Part 5 – Industry implications
Large foundational models are changing the path to autonomy at scale. Autonomous driving to date has been a long march, with only a handful of vehicles today tackling the most complex urban environments. Large models will expand not only the capabilities, but also the availability of these products, accelerating their impact on the life of everyday drivers. Here are a few areas where we should expect the biggest impact:
- Speed – The time to build, and time to market, will go down dramatically. What has taken more than a decade to accomplish in existing robotaxis can now be done in just a few GPU years of training and evaluation.
- The end of robotics – The critical engineering capabilities are shifting away from robotics to data engineering & model training. Expertise in controls and reinforcement learning is transcended by expertise in imitation learning and behavior cloning.

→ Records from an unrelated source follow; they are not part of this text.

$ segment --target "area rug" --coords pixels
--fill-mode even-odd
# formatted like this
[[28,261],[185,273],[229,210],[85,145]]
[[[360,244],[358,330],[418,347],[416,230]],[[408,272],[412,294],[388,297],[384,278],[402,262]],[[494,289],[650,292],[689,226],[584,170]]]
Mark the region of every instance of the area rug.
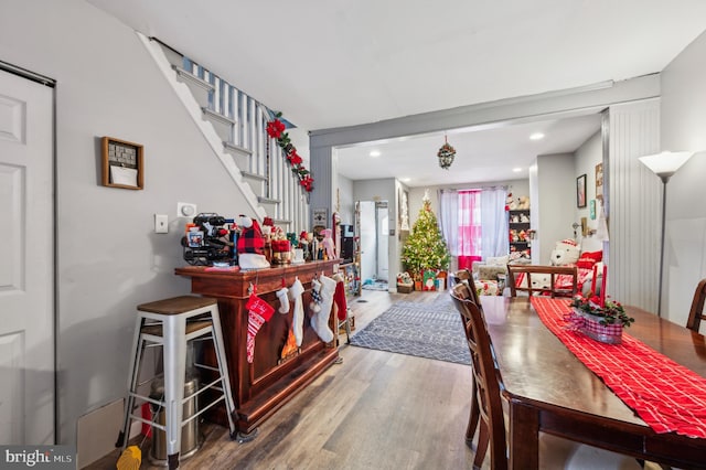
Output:
[[398,301],[351,338],[354,346],[470,364],[458,310],[449,296]]
[[365,290],[387,290],[388,289],[387,282],[383,282],[381,280],[364,282],[363,286],[361,287]]

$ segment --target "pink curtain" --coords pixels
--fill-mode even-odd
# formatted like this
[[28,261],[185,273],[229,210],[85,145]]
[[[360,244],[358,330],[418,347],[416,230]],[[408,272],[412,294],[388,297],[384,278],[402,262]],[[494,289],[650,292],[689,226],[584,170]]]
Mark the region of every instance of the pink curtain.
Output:
[[481,260],[481,192],[459,191],[459,269]]

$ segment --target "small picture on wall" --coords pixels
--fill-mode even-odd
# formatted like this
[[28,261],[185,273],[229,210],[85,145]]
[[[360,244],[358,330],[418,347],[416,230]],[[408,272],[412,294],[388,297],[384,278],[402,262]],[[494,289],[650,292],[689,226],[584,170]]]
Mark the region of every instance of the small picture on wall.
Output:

- Lower barriers to entry – Foundational models are dramatically reducing the amount of human-labeled data required to develop advanced, highly capable models. No longer is a fleet capturing millions of miles of real world driving necessary, enabling new entrants to get to market without massive capital expenditures.
- Evolving compute paradigms – Introducing hybrid-compute architectures that rely more on cloud & cloud connectivity changes the requirements for in-car processing. Advanced autonomous driving may soon be possible with significantly cheaper and more scalable in-car compute. $30K cars will finally have the capabilities of today’s $500K robotaxis.

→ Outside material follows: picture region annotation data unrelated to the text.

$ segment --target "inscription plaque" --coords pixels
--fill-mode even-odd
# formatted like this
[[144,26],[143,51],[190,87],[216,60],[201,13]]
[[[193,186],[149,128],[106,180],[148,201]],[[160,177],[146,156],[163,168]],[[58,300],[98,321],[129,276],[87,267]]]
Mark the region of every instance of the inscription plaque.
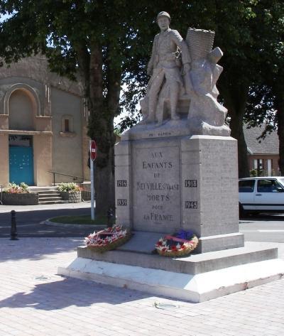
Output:
[[118,187],[127,187],[127,180],[117,180],[116,185]]
[[180,226],[179,147],[134,148],[133,224],[171,232]]
[[197,180],[185,180],[185,188],[197,188]]
[[198,202],[192,200],[185,201],[185,209],[198,209]]
[[121,198],[118,198],[117,199],[117,205],[127,205],[127,200],[123,200]]

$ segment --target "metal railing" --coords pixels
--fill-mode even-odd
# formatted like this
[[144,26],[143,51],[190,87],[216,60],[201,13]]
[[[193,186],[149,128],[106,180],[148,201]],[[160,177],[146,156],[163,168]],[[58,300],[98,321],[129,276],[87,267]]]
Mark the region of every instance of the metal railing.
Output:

- Attention-free driving – “Attention-free” / L4 autonomy requires a system that can reason about any given scene, even those never seen before, and deliver a safe driving maneuver every single time. The only models capable of this type of zero-shot generalization today are LLM’s, finally delivering on the life-changing promise of autonomous driving.
Part 6 – Ghost Autonomy is bringing MLLM’s to driving
Ghost Autonomy is pioneering the use of multi-modal large language models in autonomous driving. Ghost is developing natural language enabled driving solutions with MLLMs that allow autonomous vehicles to reason about safe maneuvers in any driving environment. Ghost’s platform allows leading automakers to bring artificial intelligence and advanced autonomous driving software into the next generation of vehicles, now with expanded capabilities and use cases with MLLMs.
In addition to developing proprietary large models, Ghost is working with leading model providers including OpenAI and Microsoft to jointly develop and customize models specifically tailored to autonomy applications. Ghost is actively testing these capabilities via its development fleet today, and is partnering with automakers to jointly validate and integrate new large models into the autonomy stack.